A Staples sampler: The Academy of American Poets.
Praise for The Rattling Window, winner of the McGovern Prize:
The poems in The Rattling Window reveal an imagination caught up in the wondrous ordinariness of simply being, knowing how complicated in fact such simplicity is. Staples manages this magic by the quality of her attention, the articulate, luminous sympathy she brings to whatever her eye takes in. Whether it is a seashore, a field in winter, the “whiplong honeycomb casing of a snake,” or the astonishing, unforgettable thereness of a horse, it’s all illuminated by this poet’s “bright lines of light.” She speaks of “unearthly singing, just the wind in the ear of a whelk.” Of such singing–bringing the ordinary and the amazing into illuminating alignment–are these poems made. Eamon Grennan
Praise for Never a Note Forfeit:
There is an elegance of rhythm, astute observation of the natural world, a grace of metaphor in which landscape is transformed into emotional geography.
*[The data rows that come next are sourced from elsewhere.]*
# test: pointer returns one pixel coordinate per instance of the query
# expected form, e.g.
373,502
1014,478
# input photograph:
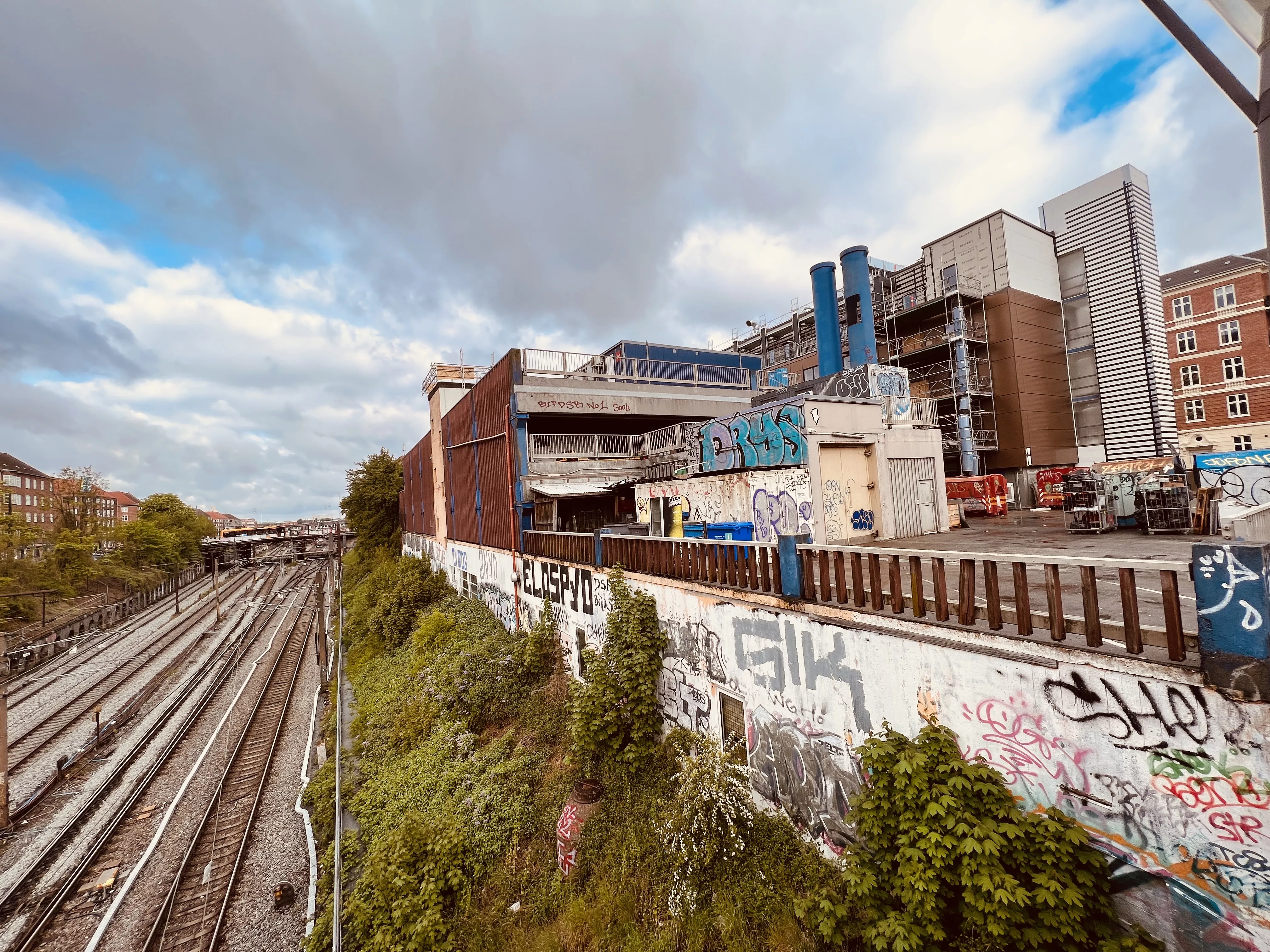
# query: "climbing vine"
947,860
614,715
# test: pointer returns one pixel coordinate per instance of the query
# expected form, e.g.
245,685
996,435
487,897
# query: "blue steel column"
828,334
861,337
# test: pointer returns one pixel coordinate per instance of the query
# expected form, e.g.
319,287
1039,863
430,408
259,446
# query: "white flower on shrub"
709,820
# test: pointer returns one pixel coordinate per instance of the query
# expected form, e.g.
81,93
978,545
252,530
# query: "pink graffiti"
568,824
1023,751
1245,830
1213,792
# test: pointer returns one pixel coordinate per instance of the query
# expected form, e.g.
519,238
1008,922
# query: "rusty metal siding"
905,477
477,447
427,504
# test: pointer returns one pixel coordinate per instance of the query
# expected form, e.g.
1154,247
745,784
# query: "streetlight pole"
1251,21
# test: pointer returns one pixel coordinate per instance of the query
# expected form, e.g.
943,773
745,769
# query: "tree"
167,512
947,860
371,504
144,545
614,714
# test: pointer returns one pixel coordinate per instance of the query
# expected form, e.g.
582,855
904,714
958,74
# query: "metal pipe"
858,294
828,333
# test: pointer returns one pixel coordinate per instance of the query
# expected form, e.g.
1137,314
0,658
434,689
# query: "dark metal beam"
1206,58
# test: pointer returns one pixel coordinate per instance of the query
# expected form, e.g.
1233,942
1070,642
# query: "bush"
615,719
710,818
947,860
404,900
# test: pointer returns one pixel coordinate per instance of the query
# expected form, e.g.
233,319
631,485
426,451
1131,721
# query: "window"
732,722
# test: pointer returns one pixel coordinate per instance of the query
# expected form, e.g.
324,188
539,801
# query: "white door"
846,498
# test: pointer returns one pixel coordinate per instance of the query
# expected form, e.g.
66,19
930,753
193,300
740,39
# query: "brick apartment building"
26,492
128,507
1216,315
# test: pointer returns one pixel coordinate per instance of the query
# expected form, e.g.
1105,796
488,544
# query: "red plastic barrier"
983,496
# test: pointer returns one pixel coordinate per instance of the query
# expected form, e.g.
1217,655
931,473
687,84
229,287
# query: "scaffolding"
931,324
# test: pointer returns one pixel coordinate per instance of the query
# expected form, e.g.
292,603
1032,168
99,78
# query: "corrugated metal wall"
427,504
905,477
416,487
477,451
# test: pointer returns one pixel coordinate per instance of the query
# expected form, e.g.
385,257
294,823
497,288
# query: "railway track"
26,744
193,915
35,678
40,903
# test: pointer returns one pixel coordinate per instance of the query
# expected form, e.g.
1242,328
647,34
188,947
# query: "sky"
234,235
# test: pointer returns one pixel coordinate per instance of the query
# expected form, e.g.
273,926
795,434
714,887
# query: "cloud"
356,190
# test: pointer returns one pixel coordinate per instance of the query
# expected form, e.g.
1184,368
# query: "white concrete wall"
1168,775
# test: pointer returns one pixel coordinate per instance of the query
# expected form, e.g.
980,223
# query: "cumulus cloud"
361,188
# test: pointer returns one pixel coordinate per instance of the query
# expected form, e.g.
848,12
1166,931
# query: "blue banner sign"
1226,461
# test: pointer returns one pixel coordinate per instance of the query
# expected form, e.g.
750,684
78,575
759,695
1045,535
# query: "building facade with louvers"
1113,315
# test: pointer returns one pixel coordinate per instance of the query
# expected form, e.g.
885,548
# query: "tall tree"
167,512
371,504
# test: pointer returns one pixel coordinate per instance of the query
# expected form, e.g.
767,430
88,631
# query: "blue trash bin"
736,531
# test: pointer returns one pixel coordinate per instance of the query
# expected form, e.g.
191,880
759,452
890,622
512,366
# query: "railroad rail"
43,904
193,912
37,737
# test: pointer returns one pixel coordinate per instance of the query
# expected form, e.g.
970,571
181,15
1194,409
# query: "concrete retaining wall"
1170,776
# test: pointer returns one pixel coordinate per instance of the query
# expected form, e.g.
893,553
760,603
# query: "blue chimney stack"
828,334
858,296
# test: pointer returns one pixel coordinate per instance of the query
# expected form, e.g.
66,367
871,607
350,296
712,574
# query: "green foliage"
614,714
143,545
709,819
945,857
164,511
408,889
541,645
16,534
73,557
371,504
415,587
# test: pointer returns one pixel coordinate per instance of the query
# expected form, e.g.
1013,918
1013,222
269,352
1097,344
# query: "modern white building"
1113,318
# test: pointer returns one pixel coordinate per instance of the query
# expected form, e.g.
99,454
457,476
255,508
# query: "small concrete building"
841,473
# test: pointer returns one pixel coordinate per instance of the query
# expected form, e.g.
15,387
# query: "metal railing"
569,546
912,412
610,446
466,375
872,579
745,565
632,370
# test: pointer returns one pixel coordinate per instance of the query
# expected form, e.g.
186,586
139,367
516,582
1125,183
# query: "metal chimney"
858,296
828,334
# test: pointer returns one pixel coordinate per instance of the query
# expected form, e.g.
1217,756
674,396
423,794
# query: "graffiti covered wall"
1170,777
778,502
770,436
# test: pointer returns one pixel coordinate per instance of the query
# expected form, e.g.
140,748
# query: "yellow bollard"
676,530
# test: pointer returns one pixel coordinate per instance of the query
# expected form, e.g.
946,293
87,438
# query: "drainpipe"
962,388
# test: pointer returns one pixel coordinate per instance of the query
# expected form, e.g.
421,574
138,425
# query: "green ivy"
408,889
945,858
615,719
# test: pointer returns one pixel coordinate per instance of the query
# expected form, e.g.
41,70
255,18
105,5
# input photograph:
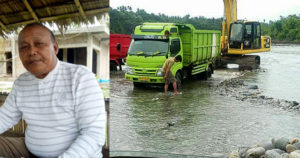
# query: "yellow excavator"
240,38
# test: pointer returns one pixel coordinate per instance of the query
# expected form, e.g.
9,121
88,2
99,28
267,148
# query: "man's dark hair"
178,57
53,40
The speaker’s concerns are both real and directed away from the self into a relationship with an “other.” The narrative is never overbearing, but rather allowed to emerge and recede through the series. While a loved one’s life is at stake, that emotional drama is played out in tension with the beauty and ephemeral nature of landscape and in such a manner that embrace and connection are the ultimate concerns. Betsy Sholl
About Catherine Staples
Catherine Staples grew up in Dover, MA, and still spends part of each summer on Cape Cod. She is the author of two collections: The Rattling Window and Never a Note Forfeit. Her poems and reviews have appeared in Poetry, Kenyon Review, Prairie Schooner, The Southern Review, The Massachusetts Review, 32poems, The Gettysburg Review, The Yale Review, and others. Honors include a Dakin Fellowship from Sewanee Writer’s Conference, the New England Poetry Club’s Daniel Varjouan Award, and Southern Poetry Review’s Guy Owen Prize. Staples teaches in the Honors and English programs at Villanova University and lives in Devon, Pennsylvania.